A portion of an AusGamers interview with Ubisoft's Philippe Bergeron...
AusGamers: Getting back to gameplay, you’ve got this open-world and you can kind of go and do whatever you want, but everything’s kind of segmented. For you guys, from a structural point of view, and from a pacing point of view, how did you approach the space that the player can exist within?
The last few games were quite large, and a lot of the time you’re trekking for a lot of time, and not really doing anything. We talked a little bit about emergent gameplay before, but how have you guys handled the space that you had to deal with, and just tying it all together in a coherent way for the player to always be interested to go somewhere?
Philippe: That one we were actually playing both Skyrim... actually, we were playing Skyrim at the time, and it was a really good example, where you walk around Skyrim, and there’s always something in a given grid metre, where “Oh there’s something here”, then you move around “There’s another thing there”. There’s always something attracting you. So we always have, within the minimap, you always needed to have an icon drawing your attention.

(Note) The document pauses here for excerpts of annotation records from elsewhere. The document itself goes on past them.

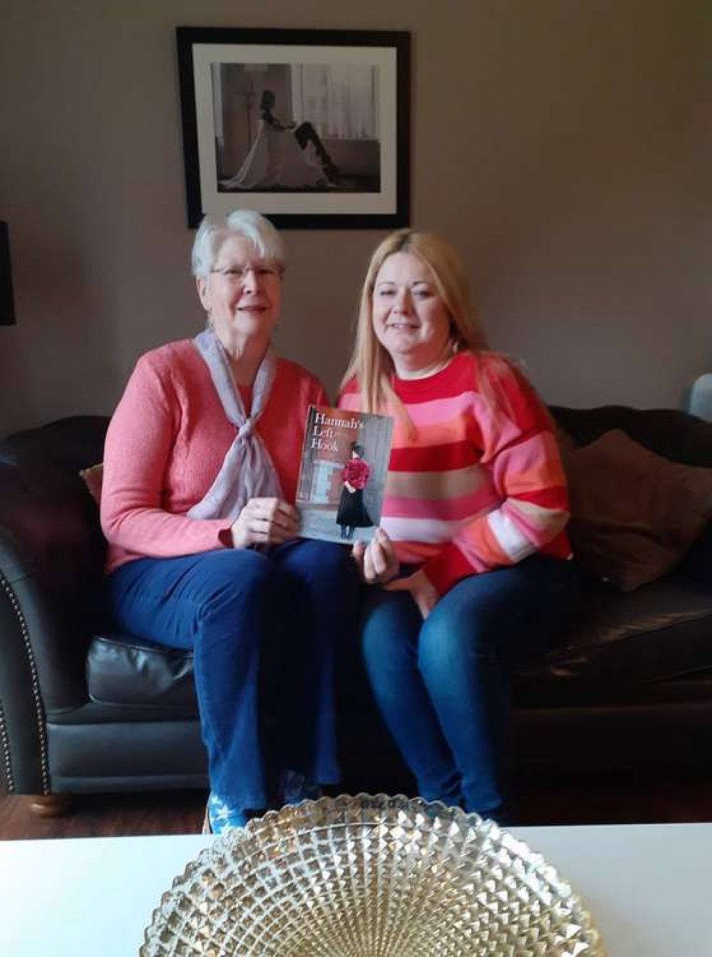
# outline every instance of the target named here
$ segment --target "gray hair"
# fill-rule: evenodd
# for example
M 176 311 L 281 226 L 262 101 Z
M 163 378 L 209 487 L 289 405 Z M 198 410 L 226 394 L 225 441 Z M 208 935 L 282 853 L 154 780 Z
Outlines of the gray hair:
M 258 256 L 275 262 L 280 272 L 284 270 L 284 242 L 270 220 L 254 210 L 235 210 L 227 213 L 224 220 L 204 217 L 195 234 L 190 254 L 193 276 L 207 279 L 223 243 L 230 235 L 243 236 L 252 244 Z

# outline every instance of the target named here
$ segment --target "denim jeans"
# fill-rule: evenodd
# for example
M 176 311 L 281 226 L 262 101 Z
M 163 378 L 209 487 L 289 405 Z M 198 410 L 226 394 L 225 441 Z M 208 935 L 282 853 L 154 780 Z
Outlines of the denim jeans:
M 296 540 L 142 558 L 112 572 L 106 592 L 119 629 L 193 650 L 210 787 L 223 800 L 269 807 L 285 768 L 338 780 L 334 647 L 358 600 L 348 549 Z
M 572 563 L 544 556 L 461 580 L 424 621 L 407 592 L 372 590 L 366 670 L 422 797 L 506 820 L 509 672 L 550 649 L 577 596 Z

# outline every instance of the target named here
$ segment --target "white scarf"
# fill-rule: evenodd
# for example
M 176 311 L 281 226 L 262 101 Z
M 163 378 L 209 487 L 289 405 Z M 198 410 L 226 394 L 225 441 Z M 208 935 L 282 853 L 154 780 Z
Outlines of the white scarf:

So from the very beginning we had our different gameplay silos: be it the main mission path, be it the the Liberation gameplay events, the smaller low-level assassination contracts, or courier missions that... we developed a whole bunch of mission subsets or objective subsets, that we could then, once we had our main path tracked in the map, then we had our second palette, which was, I don’t want to say “the filler”, but the way to sort of complete this environment.
So we would analyse “Alright, what’s our map usage? What’s our heatmap, and where do we have more dead zones?”, and we have all these interesting gameplays that are not as environment-specific as the other ones, so these ones we can use to sort of fill in the space.